As with many other novelists, much of Fitzgerald's work is plainly autobiographical. The first two novels are apparently based on his early life at Princeton and after, and even in his later works, the echoes of his own existence are apparent. Dick Diver's failure in "Tender Is The Night" is a reflection of Fitzgerald's own failure in life, and even the reference to Diver's publication of a "popular" work on psychology and the perennially unfinished treatise, seems to indicate a conscience troubled by the glib short stories that Fitzgerald turned out in order to raise easy money, at the expense of his serious work.

"The Last Tycoon" too, reflects Fitzgerald's own experiences in Hollywood. With regard to this part of his life, "The Disenchanted" by Budd Schulberg, is based on Scott Fitzgerald's experiences as a script writer, and is well worth reading as a novel, in addition to the light that it throws on Fitzgerald's life and Hollywood generally.

A competent biography of Fitzgerald—"The Other Side of Paradise" by Arthur Mizener, also makes interesting reading, and helps considerably in an appreciation of Fitzgerald's work, as does a collection of notes and observations entitles "The Crack-Up," which also gives an insight into the tragedy of Fitzgerald's last days. Fitzgerald's life, like those of his heroes, was a failure. Like so many of his contemporaries, he saw his age, tied to a thriving industrial and financial giant, come crashing down in 1929, and after this he never again really got to grips with the world. He suffered nervous breakdowns, mainly caused through heavy drinking, and eventually died in 1940.

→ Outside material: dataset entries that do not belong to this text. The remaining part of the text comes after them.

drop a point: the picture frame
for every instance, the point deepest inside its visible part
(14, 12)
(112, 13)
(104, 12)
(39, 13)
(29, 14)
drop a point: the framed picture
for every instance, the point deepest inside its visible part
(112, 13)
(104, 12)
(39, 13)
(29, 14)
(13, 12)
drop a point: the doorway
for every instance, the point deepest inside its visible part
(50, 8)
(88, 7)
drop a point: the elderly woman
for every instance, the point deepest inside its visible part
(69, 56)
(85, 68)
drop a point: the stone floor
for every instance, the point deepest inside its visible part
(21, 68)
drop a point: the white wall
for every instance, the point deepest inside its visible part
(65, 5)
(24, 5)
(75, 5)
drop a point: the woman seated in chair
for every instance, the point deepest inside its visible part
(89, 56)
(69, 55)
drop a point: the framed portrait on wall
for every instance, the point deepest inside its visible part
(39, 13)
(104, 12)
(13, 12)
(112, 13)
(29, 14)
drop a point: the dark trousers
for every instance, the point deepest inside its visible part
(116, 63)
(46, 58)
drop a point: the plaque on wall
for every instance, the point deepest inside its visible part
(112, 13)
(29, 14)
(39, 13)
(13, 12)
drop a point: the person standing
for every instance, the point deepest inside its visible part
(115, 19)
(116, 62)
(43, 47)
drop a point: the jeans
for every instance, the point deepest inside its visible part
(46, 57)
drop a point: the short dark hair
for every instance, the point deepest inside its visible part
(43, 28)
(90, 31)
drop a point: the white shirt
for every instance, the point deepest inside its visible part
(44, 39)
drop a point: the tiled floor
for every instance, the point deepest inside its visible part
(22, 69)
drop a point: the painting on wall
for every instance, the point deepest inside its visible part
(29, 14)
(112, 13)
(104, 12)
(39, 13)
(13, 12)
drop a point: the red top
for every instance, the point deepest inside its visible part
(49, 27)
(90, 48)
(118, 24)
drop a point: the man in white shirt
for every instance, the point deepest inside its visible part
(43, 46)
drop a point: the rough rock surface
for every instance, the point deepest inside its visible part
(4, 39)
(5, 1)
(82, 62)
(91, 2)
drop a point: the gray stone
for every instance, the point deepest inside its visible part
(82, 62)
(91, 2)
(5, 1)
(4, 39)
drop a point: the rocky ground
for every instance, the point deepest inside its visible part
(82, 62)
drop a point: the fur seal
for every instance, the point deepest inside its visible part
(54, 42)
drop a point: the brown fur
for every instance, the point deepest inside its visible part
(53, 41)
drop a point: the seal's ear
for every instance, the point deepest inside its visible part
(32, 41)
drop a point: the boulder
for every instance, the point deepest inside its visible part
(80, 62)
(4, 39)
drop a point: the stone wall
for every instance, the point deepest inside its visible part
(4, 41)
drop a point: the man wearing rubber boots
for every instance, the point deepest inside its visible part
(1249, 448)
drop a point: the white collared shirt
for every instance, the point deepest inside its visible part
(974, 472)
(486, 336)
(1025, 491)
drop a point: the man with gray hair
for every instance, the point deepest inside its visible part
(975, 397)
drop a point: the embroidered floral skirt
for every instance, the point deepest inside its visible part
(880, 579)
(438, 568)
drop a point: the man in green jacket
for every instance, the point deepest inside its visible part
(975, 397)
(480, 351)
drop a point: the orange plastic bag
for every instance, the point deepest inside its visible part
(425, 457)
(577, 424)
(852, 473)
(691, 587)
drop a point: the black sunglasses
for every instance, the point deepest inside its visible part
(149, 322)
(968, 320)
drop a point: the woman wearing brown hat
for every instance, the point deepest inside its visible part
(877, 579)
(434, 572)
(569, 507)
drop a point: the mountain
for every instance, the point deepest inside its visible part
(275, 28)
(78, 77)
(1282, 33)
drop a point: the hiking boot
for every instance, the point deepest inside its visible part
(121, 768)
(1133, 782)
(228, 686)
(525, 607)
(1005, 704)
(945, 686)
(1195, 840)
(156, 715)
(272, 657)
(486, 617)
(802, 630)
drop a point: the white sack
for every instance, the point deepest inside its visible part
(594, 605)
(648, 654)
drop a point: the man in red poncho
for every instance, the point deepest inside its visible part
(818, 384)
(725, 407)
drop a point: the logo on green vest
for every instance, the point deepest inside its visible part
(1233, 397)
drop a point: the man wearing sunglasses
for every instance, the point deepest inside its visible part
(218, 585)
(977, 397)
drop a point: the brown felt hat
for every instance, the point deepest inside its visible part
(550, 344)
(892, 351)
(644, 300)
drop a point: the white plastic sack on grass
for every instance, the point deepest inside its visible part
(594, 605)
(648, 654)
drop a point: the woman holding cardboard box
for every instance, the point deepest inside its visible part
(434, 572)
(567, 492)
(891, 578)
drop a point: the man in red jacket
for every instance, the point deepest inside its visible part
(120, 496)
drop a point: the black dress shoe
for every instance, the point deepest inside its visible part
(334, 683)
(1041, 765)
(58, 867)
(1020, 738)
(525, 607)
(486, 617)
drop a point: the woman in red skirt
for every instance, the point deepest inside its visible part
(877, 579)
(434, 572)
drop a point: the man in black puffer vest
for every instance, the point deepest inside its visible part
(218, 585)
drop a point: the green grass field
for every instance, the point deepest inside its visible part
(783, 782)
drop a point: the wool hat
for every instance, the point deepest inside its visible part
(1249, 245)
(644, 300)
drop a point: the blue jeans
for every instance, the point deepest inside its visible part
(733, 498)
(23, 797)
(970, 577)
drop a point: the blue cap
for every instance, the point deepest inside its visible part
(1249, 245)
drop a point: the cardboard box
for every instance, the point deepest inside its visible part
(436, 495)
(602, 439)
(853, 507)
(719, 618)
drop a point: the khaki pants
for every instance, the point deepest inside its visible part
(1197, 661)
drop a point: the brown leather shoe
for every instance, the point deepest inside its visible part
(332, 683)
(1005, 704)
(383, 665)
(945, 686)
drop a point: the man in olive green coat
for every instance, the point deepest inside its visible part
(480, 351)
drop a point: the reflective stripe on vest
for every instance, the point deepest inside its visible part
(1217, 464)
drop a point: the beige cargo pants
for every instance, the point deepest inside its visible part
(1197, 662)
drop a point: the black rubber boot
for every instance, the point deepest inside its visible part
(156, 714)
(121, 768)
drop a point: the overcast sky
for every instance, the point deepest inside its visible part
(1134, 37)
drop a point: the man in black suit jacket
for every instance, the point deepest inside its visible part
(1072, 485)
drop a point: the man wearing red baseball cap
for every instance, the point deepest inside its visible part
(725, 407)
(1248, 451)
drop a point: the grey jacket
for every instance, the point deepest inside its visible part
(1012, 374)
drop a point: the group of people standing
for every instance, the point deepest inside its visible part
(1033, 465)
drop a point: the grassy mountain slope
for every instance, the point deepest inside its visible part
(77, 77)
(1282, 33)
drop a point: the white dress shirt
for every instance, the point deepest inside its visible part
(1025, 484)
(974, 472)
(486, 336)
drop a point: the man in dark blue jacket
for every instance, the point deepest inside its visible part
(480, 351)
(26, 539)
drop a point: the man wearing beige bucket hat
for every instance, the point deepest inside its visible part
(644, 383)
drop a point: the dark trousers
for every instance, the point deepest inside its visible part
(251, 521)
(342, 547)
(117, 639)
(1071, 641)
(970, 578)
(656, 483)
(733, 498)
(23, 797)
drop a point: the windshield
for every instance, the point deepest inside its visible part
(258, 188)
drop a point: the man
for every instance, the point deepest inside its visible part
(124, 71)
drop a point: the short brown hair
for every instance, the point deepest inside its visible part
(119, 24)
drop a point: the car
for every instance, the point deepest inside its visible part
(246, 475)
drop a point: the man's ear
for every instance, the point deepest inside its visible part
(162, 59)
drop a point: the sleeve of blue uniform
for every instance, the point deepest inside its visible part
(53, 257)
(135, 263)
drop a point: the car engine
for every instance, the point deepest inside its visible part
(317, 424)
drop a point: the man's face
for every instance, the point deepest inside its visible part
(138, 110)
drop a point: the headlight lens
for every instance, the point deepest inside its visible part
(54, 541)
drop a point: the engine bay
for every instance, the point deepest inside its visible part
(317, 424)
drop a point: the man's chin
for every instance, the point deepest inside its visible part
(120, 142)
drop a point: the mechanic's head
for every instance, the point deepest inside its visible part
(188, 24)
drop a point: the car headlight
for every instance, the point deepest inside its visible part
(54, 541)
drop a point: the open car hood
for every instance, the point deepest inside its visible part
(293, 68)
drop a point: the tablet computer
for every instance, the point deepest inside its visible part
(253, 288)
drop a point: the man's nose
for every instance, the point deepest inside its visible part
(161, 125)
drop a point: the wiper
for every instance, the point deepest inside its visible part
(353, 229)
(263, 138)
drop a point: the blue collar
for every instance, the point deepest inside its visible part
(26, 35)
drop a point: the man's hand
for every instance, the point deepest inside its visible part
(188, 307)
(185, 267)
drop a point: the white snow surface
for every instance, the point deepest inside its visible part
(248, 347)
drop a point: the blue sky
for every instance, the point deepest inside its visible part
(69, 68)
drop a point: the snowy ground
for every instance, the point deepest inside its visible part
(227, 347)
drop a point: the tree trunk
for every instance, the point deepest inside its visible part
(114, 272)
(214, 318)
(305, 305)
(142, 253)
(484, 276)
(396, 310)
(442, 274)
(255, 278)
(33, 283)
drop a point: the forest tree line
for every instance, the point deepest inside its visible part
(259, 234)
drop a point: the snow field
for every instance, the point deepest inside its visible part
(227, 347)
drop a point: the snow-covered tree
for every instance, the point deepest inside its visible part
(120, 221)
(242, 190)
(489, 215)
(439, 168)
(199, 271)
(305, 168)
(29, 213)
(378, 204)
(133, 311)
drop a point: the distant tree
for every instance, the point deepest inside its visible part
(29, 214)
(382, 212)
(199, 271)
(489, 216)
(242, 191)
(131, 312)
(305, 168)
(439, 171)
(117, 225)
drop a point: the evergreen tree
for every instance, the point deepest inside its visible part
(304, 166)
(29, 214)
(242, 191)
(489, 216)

So much then, for the work of an absorbing writer, who in the words of Frederick Hoffman in "The Modern Novel in America," was successful beyond all of his contemporaries in keeping his work free of the pretentious intellectual faking that has handicapped so much of American fiction since Norris and Dreiser." In spite of all his flaws, Fitzgerald sums up an age of capitalism in an entertaining and stimulating way, which is more than be said for nine-tenths of the so-called social historians.